The present invention sets up and has optimized the method for multiplex PCR-fluorescent mark single-basic extension-6 gene label mononucleotide polymorphism sites such as label microarray hybridization genotyping technique detection people complement receptor 1 type, in order to its genetic characteristics at Healthy People is reached and studied with the associated of disease susceptibility.
Summary of the invention
The objective of the invention is to set up and adopt multiplex PCR-fluorescent mark single-basic extension-label microarray hybridization genotyping technique in conjunction with GenomeLab
tMsNPstream
the gene type system detects the method for 6 gene label mononucleotide polymorphism sites such as people's complement receptor 1 type (CR1), Duffy antigen/Chemokine Receptors (DARC), leukocyte differentiation antigen 59 (CD59), leukocyte differentiation antigen 4 (CD4), leukocyte differentiation antigen 8A (CD8A) and leukocyte differentiation antigen 8B (CD8B) simultaneously.

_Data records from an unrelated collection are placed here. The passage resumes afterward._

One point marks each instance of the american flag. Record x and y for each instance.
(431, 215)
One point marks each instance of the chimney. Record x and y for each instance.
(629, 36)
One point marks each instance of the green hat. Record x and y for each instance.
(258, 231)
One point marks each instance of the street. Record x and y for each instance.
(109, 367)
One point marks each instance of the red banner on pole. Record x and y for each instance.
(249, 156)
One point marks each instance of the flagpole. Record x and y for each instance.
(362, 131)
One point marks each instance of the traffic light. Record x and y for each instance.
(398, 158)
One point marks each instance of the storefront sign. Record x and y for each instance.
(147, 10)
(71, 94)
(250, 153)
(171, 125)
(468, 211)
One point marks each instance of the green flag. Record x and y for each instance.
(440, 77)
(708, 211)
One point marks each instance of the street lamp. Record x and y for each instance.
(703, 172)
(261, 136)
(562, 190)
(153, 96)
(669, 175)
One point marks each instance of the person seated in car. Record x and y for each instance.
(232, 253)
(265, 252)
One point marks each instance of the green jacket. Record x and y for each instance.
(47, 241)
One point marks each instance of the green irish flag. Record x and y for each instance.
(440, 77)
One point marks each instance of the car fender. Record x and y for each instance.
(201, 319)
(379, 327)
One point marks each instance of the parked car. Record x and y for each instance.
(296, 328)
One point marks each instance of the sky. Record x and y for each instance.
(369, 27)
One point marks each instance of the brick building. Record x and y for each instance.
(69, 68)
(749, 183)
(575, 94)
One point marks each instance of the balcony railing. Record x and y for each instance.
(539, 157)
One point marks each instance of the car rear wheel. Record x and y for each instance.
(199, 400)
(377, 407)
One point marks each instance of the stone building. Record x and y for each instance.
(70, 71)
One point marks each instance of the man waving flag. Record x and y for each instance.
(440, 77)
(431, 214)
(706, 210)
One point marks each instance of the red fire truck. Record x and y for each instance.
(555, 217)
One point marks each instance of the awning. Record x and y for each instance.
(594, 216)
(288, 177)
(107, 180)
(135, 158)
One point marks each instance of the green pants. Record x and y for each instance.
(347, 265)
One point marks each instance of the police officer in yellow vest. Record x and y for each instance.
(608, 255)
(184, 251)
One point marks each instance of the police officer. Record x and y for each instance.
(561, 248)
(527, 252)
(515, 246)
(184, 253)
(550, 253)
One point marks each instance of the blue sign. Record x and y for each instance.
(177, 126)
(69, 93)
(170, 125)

The method of the invention comprises the following steps:
1. the screening of candidate gene tagged single-nucleotide polymorphic loci
Utilize the Tagger program of HapMap website to select the tagged single-nucleotide polymorphic loci (http://www.hapmap.org/cgi-perl/gbrowse/hapmap_B36/) of each gene: 1. to input the gene name; Condition: Population (crowd): CHB (China Han) 2. is set; Pairwise Methods (matching method): Tagger pairwise (Tagger match notation); RSquare cut off (multiple correlation coefficient threshold value): 0.8; MAF cut off (minimum gene frequency threshold value): 0.05; 3. carry out search, can show that this gene label mononucleotide polymorphism site reaches and the accession number of the mononucleotide polymorphism site of its close association.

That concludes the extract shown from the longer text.